MODELING IN SOCIAL SYNAMICS: A DIFFERENTIAL APPROACH
This research proposes a major expansion of a simulation of pedestrian motion based on the model of pedestrian motion by Helbing-Moln ar-Farkas-Vicsek (HMFV). This model uses a combination of social and physical forces to determine how the individuals in the model move and interact. The purpose of this expansion is to fold characteristics concerning age, gender, ethnicity, and culture differences into the model, so as to be able to capture reliable differences due to these four factors. Such results could then be used to improve our ability to model social dynamics. This will be done by giving each individual in the simulation, certain traits and characteristics, related to culture, ethnicity, gender, and age. The simulations would then demonstrate how these variations in individual characteristics can affect individual behavior and group behavior, as in a crowd. These four factors (culture, ethnicity, gender, and age) will certainly provide a sufficient space to be interesting. However, there are also interesting cases wherein one would want to model groups of individuals with similar characteristics. These shall be concentrated on at first, expanding the dimension of the space as experience is gained. The distribution of these traits in the simulated populations will be stochastic so as to have flexibility to model a variety of situations (e.g. night club fire, a sporting event, a subway platform). Having stochastic distributions of traits will allow the opportunity to determine how sensitive the overall crowd behavior is to small changes in distributions of the traits. It will also allow us to model "worst case" scenarios so that those engaged in crowd control (or building design) can prepare for the most detrimental outcome.

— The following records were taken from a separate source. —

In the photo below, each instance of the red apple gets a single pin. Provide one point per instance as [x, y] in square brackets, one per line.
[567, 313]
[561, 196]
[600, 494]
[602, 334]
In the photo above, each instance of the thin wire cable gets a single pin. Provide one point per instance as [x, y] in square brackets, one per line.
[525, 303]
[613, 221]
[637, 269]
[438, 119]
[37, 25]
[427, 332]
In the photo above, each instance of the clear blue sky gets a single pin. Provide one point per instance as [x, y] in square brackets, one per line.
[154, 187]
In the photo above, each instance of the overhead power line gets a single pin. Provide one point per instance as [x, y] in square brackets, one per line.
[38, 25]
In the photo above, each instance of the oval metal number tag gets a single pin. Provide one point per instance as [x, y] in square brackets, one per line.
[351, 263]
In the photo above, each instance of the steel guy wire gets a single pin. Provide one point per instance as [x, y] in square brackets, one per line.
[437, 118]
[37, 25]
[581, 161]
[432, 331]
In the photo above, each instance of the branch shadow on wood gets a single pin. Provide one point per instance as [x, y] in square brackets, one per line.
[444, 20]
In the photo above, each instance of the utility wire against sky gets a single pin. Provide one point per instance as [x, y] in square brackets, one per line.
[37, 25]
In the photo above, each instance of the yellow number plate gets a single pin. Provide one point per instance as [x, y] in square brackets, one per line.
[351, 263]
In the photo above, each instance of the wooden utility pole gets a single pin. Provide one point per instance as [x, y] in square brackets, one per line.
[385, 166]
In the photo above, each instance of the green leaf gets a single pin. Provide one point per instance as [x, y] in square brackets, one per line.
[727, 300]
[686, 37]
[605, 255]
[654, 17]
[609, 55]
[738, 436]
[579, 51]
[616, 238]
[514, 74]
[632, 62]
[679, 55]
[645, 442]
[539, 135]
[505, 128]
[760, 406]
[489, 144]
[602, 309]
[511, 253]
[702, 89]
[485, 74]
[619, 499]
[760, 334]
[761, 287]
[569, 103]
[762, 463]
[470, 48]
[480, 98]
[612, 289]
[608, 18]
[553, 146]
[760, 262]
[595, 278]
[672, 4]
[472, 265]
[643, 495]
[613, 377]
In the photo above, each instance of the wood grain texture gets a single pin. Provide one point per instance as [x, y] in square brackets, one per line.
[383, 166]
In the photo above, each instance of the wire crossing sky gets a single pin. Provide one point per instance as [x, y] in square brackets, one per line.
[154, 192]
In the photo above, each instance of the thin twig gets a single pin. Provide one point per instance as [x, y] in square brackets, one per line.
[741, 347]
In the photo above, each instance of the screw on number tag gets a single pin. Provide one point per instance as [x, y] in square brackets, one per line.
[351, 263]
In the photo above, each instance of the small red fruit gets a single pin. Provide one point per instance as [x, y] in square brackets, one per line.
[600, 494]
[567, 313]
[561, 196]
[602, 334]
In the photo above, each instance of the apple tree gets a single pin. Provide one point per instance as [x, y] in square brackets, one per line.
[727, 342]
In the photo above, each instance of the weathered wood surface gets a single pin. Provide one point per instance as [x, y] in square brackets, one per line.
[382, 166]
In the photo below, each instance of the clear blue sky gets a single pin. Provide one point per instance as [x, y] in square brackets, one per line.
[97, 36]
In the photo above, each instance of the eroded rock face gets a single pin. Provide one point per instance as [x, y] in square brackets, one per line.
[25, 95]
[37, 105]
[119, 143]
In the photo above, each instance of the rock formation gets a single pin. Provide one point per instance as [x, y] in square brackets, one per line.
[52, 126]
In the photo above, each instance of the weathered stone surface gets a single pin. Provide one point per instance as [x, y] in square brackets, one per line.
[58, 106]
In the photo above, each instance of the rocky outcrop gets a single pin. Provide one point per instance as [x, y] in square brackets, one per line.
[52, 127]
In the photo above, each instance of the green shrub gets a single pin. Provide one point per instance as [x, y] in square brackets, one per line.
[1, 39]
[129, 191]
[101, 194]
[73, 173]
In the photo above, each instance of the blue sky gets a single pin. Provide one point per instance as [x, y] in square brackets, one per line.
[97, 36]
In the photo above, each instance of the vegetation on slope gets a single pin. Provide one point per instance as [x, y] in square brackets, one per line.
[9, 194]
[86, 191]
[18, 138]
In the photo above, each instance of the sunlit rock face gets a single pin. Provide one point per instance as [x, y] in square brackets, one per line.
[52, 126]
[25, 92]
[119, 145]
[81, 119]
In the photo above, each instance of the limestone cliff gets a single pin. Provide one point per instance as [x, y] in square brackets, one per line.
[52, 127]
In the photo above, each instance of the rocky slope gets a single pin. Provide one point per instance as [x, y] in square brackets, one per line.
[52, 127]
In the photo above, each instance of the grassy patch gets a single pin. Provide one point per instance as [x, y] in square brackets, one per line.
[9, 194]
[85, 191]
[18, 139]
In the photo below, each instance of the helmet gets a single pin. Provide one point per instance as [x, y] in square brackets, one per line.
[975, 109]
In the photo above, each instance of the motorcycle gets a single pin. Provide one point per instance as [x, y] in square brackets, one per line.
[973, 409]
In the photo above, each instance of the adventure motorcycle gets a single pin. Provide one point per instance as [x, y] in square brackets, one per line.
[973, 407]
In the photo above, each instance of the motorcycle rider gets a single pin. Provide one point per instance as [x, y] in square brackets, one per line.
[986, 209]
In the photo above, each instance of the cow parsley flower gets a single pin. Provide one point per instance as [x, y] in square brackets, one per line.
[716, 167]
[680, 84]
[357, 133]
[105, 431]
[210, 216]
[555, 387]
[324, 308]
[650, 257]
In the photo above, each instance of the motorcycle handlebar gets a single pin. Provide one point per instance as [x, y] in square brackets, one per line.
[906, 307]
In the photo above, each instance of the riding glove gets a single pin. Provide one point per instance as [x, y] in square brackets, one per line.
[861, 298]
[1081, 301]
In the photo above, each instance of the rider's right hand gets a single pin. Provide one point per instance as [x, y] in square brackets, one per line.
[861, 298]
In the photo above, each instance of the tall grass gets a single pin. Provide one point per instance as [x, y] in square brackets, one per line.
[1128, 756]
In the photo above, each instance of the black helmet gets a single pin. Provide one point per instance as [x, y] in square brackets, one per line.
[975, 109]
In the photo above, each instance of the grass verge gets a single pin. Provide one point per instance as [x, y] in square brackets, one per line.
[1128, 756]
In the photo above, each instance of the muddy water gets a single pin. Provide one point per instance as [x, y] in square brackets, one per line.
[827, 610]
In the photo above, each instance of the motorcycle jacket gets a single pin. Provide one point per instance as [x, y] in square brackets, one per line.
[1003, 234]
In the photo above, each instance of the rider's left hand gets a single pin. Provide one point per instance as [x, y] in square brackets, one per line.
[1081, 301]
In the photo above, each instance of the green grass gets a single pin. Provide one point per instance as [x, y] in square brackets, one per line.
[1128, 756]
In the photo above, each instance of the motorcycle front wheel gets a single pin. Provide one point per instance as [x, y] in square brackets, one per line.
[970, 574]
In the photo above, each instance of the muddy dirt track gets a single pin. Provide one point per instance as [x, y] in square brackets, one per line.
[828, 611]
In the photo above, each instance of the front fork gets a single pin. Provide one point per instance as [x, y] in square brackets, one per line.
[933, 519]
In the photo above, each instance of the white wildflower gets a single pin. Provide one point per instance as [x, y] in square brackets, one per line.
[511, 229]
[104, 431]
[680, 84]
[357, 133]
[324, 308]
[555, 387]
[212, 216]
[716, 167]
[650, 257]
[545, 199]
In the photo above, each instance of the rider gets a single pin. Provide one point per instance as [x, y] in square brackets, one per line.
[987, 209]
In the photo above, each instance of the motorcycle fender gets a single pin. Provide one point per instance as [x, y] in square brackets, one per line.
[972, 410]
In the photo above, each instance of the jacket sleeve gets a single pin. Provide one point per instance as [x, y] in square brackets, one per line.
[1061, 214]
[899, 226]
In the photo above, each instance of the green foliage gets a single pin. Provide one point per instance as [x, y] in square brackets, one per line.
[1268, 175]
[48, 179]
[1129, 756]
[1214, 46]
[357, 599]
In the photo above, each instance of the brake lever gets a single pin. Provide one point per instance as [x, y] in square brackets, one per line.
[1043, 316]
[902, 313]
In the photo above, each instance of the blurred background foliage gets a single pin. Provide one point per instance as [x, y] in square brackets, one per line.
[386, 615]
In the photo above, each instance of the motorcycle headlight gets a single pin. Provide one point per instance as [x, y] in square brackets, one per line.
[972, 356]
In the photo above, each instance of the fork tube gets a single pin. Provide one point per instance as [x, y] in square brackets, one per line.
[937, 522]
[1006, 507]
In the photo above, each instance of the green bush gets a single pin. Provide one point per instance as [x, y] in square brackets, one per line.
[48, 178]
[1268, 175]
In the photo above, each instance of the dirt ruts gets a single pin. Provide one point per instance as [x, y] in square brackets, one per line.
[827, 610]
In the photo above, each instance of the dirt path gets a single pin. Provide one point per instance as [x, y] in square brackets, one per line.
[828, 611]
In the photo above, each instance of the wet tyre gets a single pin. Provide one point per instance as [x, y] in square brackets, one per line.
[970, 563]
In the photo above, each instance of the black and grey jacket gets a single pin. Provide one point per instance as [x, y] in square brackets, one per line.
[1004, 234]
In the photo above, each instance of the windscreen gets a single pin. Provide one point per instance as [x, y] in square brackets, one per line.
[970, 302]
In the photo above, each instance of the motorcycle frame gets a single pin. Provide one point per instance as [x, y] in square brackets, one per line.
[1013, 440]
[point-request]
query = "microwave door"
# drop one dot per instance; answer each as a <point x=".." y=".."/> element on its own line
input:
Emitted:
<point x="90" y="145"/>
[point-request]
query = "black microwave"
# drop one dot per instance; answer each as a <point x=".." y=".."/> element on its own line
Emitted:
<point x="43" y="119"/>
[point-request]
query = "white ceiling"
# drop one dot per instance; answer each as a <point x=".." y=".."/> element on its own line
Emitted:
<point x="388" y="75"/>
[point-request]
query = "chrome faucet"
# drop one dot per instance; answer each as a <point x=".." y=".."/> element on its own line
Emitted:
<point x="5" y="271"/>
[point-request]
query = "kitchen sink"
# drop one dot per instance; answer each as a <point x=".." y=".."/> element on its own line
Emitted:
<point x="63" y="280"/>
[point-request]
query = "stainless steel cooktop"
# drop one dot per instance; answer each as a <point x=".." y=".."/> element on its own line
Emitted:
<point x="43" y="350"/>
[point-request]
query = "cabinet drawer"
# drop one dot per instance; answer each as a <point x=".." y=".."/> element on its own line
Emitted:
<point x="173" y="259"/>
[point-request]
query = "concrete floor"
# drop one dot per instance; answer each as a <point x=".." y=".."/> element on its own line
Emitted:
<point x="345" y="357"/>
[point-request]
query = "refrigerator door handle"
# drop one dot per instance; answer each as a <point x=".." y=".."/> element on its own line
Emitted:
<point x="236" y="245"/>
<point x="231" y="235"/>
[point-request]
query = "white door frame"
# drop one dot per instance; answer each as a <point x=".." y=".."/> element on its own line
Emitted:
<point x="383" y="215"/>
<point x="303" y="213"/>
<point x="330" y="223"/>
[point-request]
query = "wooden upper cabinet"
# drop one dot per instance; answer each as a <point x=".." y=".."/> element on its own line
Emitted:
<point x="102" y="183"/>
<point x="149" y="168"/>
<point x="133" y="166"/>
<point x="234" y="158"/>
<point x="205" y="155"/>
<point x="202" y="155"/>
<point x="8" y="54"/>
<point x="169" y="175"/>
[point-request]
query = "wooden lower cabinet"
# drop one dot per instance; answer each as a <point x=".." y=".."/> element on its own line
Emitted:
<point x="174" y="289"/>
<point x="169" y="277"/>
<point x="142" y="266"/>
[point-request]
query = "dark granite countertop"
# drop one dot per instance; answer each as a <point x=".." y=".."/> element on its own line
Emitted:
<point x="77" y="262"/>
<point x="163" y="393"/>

Recent world events prompt research in understanding crowd behavior in emergencies such as nightclub fires, stadium accidents, and subway bombings. The continual threat of global terror and the potential for mass panic could lead to more fatalities of people who are crushed or trampled. This project will use mathematical modeling and simulations to construct models of pedestrian interactions under various situations. The results will be validated using actual crowd movement data obtained from videos from various scenarios. The findings will provide understanding of the influence and importance of social variability under various conditions. The goal of this effort is to provide a more realistic simulation model of crowd behavior under both panic and non-panic conditions by considering individual differences in age, gender, culture and ethnicity. This would be a valuable tool for police departments, the military, and others to use for event handling or in terrorist situations. It could also be used for building design to accommodate cultural differences.